We've all made some silly decisions like tattooing images that don't make a lot of sense or too ugly we don't like to show them to friends and family. Perhaps in the height of your commitment, you professed your undying love by having your partner's name somewhere in your body. Too bad, it didn't work out, but the remembrance is still there.

When you want to get rid of a tattoo, the best option is a laser treatment, but then it's not as easy as you'd like to think. First of all, it's going to cost you money--in fact, a lot of it.
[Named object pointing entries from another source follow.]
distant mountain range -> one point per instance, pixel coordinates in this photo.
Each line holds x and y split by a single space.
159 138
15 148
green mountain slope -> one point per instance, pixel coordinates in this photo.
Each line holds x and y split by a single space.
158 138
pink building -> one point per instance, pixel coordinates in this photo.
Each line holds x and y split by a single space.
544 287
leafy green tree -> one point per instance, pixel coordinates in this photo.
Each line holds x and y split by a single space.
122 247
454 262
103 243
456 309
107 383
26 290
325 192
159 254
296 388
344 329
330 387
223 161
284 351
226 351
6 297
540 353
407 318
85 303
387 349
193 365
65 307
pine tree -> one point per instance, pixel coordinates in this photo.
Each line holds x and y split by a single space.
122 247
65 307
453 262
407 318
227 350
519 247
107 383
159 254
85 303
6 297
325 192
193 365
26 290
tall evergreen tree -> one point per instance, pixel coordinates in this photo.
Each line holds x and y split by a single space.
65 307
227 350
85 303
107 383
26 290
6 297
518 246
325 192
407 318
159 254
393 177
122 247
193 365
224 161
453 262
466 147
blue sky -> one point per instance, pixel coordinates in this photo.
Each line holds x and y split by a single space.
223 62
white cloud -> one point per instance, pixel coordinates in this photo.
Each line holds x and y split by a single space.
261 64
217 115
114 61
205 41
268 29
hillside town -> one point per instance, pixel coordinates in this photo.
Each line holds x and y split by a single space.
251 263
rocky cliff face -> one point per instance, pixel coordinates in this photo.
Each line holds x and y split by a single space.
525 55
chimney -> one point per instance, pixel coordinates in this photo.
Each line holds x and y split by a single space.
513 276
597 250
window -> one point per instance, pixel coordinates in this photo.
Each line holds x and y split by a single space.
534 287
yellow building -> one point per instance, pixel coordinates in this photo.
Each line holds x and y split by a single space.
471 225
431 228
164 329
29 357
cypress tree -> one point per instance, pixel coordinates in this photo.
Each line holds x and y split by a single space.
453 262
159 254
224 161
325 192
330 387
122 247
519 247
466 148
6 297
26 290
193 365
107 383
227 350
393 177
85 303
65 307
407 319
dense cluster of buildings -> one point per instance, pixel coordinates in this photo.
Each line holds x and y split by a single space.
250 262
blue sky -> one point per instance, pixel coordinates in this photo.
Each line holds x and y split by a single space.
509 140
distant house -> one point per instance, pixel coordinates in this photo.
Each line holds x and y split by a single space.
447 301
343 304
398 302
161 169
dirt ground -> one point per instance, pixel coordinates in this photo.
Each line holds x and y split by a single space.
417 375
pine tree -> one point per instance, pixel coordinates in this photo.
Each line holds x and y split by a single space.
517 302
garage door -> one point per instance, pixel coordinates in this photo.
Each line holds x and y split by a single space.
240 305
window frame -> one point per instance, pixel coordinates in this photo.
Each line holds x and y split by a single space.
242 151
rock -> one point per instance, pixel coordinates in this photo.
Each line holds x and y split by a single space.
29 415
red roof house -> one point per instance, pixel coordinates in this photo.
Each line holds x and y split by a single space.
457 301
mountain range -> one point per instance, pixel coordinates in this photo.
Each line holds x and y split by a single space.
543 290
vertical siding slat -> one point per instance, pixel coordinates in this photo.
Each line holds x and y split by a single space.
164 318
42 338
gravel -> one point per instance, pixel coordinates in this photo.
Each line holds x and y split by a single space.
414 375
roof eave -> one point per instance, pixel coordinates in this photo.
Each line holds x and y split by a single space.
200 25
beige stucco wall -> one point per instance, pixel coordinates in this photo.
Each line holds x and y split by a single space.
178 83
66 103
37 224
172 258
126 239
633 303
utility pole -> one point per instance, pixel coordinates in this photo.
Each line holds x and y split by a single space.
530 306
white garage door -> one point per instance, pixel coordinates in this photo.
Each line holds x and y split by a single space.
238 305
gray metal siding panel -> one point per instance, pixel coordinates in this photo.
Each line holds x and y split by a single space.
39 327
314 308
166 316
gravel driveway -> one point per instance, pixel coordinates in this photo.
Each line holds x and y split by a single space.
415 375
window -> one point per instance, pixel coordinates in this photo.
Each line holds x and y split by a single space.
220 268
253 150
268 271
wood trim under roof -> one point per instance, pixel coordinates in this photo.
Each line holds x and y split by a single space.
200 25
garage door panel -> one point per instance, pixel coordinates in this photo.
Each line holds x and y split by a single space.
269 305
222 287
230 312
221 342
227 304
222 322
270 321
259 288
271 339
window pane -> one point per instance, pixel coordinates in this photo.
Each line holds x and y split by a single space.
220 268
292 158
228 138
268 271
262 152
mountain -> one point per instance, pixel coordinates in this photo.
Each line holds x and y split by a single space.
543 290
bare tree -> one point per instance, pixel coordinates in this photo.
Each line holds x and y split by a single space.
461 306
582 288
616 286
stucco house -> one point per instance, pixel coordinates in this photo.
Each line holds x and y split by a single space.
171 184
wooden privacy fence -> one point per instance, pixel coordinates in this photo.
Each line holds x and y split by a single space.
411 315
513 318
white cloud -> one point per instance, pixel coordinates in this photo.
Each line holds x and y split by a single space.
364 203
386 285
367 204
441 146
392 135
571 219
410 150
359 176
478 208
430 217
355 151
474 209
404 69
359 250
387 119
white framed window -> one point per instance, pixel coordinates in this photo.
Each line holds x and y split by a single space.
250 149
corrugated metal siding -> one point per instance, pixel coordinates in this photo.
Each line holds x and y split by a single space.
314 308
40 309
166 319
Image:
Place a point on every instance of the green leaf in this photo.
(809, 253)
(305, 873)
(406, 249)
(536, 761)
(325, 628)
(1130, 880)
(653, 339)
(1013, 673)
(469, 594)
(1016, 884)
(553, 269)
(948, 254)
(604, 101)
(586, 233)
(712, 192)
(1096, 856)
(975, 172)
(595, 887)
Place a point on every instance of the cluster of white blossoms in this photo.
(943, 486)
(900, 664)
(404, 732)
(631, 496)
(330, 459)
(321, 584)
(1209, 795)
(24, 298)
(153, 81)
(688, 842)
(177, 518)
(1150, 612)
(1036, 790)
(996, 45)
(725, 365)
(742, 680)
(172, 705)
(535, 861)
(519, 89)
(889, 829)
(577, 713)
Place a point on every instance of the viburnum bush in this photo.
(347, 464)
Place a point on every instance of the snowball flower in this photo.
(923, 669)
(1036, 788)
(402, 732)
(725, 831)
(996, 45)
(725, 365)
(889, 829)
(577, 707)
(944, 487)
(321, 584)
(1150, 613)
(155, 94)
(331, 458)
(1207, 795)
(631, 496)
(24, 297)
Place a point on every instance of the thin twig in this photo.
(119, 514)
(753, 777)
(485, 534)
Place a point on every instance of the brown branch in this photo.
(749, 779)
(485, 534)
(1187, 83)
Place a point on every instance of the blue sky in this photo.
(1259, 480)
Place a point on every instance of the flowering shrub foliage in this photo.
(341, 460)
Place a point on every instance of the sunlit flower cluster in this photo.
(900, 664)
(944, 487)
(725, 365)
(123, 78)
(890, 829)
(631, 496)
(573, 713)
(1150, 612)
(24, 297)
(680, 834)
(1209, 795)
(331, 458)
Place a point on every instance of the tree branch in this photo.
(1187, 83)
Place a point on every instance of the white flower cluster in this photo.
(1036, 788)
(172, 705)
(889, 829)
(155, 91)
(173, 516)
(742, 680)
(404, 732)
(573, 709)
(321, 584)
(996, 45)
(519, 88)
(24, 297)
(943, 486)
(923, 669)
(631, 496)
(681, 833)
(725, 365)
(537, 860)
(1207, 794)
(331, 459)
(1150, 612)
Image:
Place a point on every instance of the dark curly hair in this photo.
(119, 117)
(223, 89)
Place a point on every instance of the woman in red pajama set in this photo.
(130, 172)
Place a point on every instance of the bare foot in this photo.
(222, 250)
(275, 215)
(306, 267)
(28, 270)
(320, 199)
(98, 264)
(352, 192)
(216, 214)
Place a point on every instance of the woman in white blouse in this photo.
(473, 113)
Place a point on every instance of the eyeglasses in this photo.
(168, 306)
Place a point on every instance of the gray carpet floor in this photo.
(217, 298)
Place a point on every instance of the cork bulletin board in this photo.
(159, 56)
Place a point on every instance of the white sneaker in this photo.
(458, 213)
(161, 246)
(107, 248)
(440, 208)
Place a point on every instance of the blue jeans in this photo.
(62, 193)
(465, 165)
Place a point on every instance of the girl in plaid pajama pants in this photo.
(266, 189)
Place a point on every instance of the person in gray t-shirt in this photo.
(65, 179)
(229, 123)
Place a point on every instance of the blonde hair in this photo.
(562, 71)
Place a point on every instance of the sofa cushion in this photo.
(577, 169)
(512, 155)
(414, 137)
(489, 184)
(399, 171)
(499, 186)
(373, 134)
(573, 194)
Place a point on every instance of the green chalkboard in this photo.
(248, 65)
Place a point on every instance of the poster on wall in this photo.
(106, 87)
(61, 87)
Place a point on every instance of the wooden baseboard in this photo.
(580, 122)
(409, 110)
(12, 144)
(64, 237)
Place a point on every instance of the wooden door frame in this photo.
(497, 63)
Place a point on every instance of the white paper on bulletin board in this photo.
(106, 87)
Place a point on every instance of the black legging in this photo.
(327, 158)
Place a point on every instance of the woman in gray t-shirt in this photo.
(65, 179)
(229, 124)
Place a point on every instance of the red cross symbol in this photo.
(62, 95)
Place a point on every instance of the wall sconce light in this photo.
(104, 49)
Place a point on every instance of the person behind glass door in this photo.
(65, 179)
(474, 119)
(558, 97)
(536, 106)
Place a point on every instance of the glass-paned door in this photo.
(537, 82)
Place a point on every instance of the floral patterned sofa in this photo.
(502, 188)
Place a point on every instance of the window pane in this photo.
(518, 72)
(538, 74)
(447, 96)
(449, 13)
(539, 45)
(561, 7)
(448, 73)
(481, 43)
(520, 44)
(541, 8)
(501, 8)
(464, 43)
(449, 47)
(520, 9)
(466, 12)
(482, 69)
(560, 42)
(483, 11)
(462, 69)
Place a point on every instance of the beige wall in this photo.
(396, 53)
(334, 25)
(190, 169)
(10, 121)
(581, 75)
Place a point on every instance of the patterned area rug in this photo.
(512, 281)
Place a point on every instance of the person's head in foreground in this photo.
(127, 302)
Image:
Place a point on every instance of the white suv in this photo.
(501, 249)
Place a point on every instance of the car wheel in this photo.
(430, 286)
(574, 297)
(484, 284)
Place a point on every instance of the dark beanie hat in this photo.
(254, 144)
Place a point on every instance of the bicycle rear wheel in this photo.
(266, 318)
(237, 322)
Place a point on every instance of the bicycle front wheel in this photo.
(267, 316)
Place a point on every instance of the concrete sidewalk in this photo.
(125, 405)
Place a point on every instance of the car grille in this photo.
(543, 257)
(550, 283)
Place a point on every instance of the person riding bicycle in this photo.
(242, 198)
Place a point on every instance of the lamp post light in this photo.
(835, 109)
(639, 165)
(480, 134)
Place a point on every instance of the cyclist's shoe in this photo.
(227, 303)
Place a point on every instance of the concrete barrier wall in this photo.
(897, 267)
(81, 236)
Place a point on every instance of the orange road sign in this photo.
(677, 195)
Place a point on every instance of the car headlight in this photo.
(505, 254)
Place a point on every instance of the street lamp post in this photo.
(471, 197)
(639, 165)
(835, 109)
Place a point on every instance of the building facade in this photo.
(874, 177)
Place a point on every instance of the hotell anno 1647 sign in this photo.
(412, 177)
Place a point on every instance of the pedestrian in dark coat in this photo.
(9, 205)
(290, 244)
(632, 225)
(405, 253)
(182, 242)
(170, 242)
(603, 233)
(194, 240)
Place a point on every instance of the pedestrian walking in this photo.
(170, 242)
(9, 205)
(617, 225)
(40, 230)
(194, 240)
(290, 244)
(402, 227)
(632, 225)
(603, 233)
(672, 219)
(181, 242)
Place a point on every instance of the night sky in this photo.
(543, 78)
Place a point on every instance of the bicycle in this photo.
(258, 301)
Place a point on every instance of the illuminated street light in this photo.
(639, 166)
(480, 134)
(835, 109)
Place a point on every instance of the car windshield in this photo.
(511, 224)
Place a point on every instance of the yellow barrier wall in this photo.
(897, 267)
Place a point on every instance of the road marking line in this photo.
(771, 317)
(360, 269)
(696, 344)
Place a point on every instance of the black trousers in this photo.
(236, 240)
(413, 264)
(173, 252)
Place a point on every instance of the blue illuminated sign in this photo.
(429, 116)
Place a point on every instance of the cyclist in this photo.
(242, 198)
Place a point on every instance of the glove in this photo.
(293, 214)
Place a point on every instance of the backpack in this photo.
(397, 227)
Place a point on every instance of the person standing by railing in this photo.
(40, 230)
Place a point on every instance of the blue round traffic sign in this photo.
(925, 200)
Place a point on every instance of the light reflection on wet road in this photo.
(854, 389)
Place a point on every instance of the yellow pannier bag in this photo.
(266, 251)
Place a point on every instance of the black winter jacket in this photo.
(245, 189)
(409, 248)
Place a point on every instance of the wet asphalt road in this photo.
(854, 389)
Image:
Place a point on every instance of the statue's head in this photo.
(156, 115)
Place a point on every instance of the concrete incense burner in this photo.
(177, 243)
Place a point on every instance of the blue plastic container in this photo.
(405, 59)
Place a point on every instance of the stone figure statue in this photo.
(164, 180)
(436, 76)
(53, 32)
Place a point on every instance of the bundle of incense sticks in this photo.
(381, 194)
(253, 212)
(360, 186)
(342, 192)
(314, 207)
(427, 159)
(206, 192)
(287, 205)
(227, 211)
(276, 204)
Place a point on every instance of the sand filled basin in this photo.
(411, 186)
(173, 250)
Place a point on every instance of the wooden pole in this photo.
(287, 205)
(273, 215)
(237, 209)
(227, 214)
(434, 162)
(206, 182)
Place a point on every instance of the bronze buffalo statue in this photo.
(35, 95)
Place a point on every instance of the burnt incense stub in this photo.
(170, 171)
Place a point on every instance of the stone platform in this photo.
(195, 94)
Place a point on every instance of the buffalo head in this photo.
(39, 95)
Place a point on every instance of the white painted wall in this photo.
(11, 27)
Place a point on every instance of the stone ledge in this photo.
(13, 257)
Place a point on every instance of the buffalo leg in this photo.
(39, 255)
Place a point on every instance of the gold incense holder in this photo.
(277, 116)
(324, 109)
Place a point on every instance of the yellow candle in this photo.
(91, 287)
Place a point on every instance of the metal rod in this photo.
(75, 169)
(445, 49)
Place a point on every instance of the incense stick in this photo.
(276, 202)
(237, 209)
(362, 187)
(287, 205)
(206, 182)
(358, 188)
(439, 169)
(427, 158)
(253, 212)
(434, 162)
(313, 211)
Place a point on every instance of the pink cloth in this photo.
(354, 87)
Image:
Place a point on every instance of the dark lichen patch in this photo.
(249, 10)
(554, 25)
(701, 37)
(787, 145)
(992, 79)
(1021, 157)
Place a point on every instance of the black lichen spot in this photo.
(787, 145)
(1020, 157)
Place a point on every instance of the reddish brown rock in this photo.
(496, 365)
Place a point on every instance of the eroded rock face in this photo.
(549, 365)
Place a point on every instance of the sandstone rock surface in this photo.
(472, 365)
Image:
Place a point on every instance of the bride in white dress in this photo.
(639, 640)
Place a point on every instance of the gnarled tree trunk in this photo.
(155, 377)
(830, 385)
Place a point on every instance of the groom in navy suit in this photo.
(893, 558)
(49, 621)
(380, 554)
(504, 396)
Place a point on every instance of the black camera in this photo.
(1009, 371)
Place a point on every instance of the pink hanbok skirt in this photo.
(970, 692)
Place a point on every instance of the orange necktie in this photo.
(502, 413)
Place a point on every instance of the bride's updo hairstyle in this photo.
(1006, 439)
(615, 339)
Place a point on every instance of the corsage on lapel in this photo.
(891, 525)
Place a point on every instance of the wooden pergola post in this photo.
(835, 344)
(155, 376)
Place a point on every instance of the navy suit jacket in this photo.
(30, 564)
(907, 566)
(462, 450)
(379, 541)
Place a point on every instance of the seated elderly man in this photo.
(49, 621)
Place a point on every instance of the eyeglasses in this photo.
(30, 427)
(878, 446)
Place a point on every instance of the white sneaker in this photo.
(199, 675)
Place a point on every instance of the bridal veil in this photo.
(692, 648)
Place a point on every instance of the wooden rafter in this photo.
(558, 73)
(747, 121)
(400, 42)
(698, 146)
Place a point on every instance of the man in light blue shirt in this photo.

Second, that tattoo doesn't disappear in one session. If that isn't enough, every laser therapy is going to be quite painful and uncomfortable. The doctor may apply some local numbing agent, but still there will be some inflammation and bruising. The surrounding areas may also be affected by the treatment.

If you don't want to go through any of these, you may want to wait for the official release of a tattoo removal cream.

This innovative cream is developed by Alec Falkenham with the help of Industry Liaison and Innovation (ILI) office of Halifax's Dalhousie University.

The 27-year-old who's in school for his PhD in pathology has developed the cream that can get rid of tattoo the painless way possible. He's even confident that there will be no inflammation at all.

But how does it work? When you have yourself tattooed, the artist creates a break in the skin to deposit the ink. But this activates the body's microphages by eating the ink and depositing it into the lymph nodes for removal from the body. Those microphages with ink, meanwhile, remain, creating the images you see.

The cream works on the microphages as well by stimulating new ones from consuming the skin with the ink.

Falkenham is now processing his patent and has already received funding. We just have to wait when it will be available.